BIG Brother will not be watching you in Wyre town centresafter incoming council leaders axed a 24-hour CCTV scheme.

Wyre's previous Labour ruling group was in the midst of launching the £715,000 spy camera scheme to deter town centre crime when it lost power in May.

Now Labour members will be battling to save the scheme at the next full council on July 29 after the Tories moved to scrap the scheme on cost grounds last week - as well as high start-up costs, the 39 cameras in Poulton, Thornton Cleveleys, Fleetwood and Garstang would need £230,000 a year to run.

Coun Geoff Horrocks, Labour group chairman and Wyre Community Safety Partnership member, fumed: "It's bound to have an adverse effect on public safety. It was a central plank of our community safety strategy drawn up with the police and Lancashire County Council, which the Tories supported in March and which highlighted that people's main concerns were risk of violence and juvenile crime. CCTV was one way of addressing those issues."

The scheme - in which Wyre Housing Association would run the control room - had been budgeted for, and contracts signed with suppliers which would cost hundreds of thousands of pounds in compensation: "An absolute waste of council taxpayers' money," he said.

But Tory council leader Pat Catlow said the contracts would be terminated on the best terms available.

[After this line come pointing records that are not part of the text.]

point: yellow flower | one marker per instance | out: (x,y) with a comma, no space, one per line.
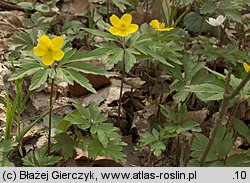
(122,27)
(160,26)
(246,67)
(49,50)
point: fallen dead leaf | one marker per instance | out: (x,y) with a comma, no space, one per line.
(76,7)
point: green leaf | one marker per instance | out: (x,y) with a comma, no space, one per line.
(114,150)
(242,129)
(83,111)
(79,78)
(196,23)
(156,134)
(94,148)
(76,119)
(116,57)
(65,145)
(40,159)
(168,112)
(66,76)
(157,148)
(39,78)
(198,147)
(207,91)
(208,7)
(238,160)
(129,59)
(153,54)
(102,137)
(55,121)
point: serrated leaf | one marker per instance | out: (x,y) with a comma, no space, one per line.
(198,147)
(114,150)
(102,137)
(94,148)
(208,7)
(238,160)
(157,148)
(65,145)
(78,120)
(83,111)
(193,22)
(168,112)
(40,159)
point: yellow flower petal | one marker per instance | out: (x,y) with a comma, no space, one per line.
(132,28)
(155,24)
(115,21)
(44,42)
(48,59)
(114,31)
(58,54)
(123,33)
(165,29)
(38,51)
(57,43)
(126,19)
(246,67)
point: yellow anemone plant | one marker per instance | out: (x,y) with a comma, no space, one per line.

Officers had explored the possibility of government aid but had drawn a blank, she added: "It was a difficult decision to make but we had very real concerns that the running costs, in particular, could not be fully justified. People can, however, be assured that the council remains committed to working with partners throughout the borough to combat crime and fear of crime."

Labour group leader Coun Richard Anyon said he was appalled - though a lot of money was involved, partnerships with private enterprise would have cut outlays and the whole borough would have benefited.

Wyre MP Hilton Dawson is due to meet Coun Catlow tomorrow to voice his concern: "My experience of the CCTV scheme in Lancaster is that it has had marked benefits in both reducing crime and helping people feel safer," he said.